Aslında kültür merkezleri bir toplumun sanat, estetik ve ruh halini geliştiren toplumu geçmişten alarak geleceğe hazırlayan yerlerin adıdır. Rusya ve eski bağlı cumhuriyetlere yaptığım seyahatlerde en çok dikkatimi çeken olay, bırakın büyükleri, en küçük yerleşim yerlerinde dahi kültür ve sanat merkezlerinin olması idi. Komünist ideolojiyi yaşatma adına da olsa ülkelerin kültür, spor ve sanatta hayli ileri olmasının sebebi bu merkezlerdir denebilir.
Eski Rusya’da aileni temelini oluşturan hanımlar mutlak surette bir sanat dalında eğitim alırmış. Geleneklere göre kadınlar bir dalda (spor, müzik, resim, el işi gibi) maharet sahibi olmaz ise eksik kadın olarak görülür ve onlarla kimse evlenmek istemezmiş. İşte sanatın gücü.
Zikir Meclisi Başlıyor, hafif ışıklı, zikrin maneviyatına uygun bir ortam. Uşşak bir ilahi ile başlıyor.
Şem-a yanan pervaneler, gelin beraber yanalım,
Aşka düşen divaneler, gelin beraber yanalım.
Yanmaktır bizim karımız, harç ederiz hep varımız,
Pervaneler yaranımız, gelin beraber yanalım.

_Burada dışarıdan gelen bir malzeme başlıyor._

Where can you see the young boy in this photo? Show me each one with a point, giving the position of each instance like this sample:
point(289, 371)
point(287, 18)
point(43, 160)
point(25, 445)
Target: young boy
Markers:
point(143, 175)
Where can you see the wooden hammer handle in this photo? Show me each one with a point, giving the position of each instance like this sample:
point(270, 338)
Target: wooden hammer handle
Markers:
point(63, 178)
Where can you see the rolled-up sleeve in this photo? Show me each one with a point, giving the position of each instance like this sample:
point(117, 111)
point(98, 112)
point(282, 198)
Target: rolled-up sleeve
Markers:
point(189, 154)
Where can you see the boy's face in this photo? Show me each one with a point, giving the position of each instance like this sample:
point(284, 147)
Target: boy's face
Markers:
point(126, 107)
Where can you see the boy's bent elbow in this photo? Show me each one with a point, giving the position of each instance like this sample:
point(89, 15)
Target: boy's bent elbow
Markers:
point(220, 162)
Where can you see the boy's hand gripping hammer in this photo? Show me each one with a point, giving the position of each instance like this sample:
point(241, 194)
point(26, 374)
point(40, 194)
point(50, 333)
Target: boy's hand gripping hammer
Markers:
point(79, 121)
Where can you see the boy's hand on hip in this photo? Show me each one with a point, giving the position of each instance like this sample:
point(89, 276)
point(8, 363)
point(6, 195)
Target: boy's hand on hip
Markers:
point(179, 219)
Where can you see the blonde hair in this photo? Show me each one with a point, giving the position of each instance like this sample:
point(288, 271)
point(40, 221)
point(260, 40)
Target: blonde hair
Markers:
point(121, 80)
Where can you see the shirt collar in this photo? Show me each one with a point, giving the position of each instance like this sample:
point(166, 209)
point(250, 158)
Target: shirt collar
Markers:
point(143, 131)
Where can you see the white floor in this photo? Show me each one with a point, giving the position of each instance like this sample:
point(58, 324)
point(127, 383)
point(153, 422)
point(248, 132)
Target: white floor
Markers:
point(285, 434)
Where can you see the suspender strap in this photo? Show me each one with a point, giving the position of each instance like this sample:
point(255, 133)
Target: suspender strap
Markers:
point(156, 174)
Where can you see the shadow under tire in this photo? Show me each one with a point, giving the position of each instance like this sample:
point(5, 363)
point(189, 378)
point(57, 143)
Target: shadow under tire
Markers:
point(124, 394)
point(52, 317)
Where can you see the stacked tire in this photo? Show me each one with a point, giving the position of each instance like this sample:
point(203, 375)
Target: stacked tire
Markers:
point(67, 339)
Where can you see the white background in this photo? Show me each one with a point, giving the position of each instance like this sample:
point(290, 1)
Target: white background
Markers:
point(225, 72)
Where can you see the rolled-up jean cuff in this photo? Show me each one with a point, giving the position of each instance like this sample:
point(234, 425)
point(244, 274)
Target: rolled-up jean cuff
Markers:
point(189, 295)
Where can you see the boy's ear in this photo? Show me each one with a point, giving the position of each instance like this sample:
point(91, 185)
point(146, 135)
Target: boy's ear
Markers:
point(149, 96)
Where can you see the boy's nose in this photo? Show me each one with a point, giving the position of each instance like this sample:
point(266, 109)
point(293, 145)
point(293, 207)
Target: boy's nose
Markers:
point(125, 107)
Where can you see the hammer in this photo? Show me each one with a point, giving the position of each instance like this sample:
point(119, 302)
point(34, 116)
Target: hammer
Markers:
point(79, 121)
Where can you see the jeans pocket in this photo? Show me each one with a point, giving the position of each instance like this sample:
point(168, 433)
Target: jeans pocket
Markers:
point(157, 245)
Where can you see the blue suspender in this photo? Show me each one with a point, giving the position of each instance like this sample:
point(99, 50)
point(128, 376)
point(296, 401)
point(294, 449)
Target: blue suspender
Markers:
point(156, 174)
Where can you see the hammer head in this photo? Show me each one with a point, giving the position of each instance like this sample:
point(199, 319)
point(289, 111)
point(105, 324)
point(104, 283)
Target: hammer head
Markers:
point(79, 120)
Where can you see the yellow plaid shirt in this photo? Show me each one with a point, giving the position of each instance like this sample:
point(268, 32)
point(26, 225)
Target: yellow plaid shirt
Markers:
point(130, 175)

Salon dolu. Hep beraber Allah sevgisi, Peygamber coşkusu Kuddusi’den hicaz bir ilahi ile sürüyor.
Mest-u haranım, zar-u giryanım,
Her dem lisanım, hu demek ister.
Hu ismi azam, hu hu de hocam,
Kuddusi her dem, hu demek ister.
Devreye gençlik yıllarımızın Bülbül Dedesi namıyla anılan Rahmetli İsmail Doruk’tan dinlediğimiz Bülbül kasidesi giriyor. Ardından İbrahim Hakkı Hazretlerinin Hicaz ilahisi sahne alıyor.
Ya vasıa’l mağfiret, halime senden meded,
Ya sabıka’l merhamet, halime senden meded.
Kapuna geldim gaib, maksudum eyle naib,
Ente semia’l mucib, halime senden meded.
Hakkı’yı red eyleme, yolunu seddeyleme.
Lafzını addeyleme, Halime senden meded.
Gönüllerin, yüreklerin pası açılıyor. Etrafa aşk ve muhabbet saçılıyor. Rabbine sığınan sığınana. Ömer Faruk Belviranlı’nın kasidesi harareti artırıyor. Tempo tek, yürekler gümbür gümbür. Bir de bizden.
Aşk için döken gözler,
Sevgiye dönük yüzler,
Ata, oğullar, kızlar,
Gel beraber yanalım.
Yanmasını bilenler,
Aşk ve meşkle gelenler,
Hu, Hu diye dönenler
Gel beraber yanalım.
Organize edene teşekkür ederiz. Tekrarını isteriz, yanmak isteyenlere de tavsiye ederiz.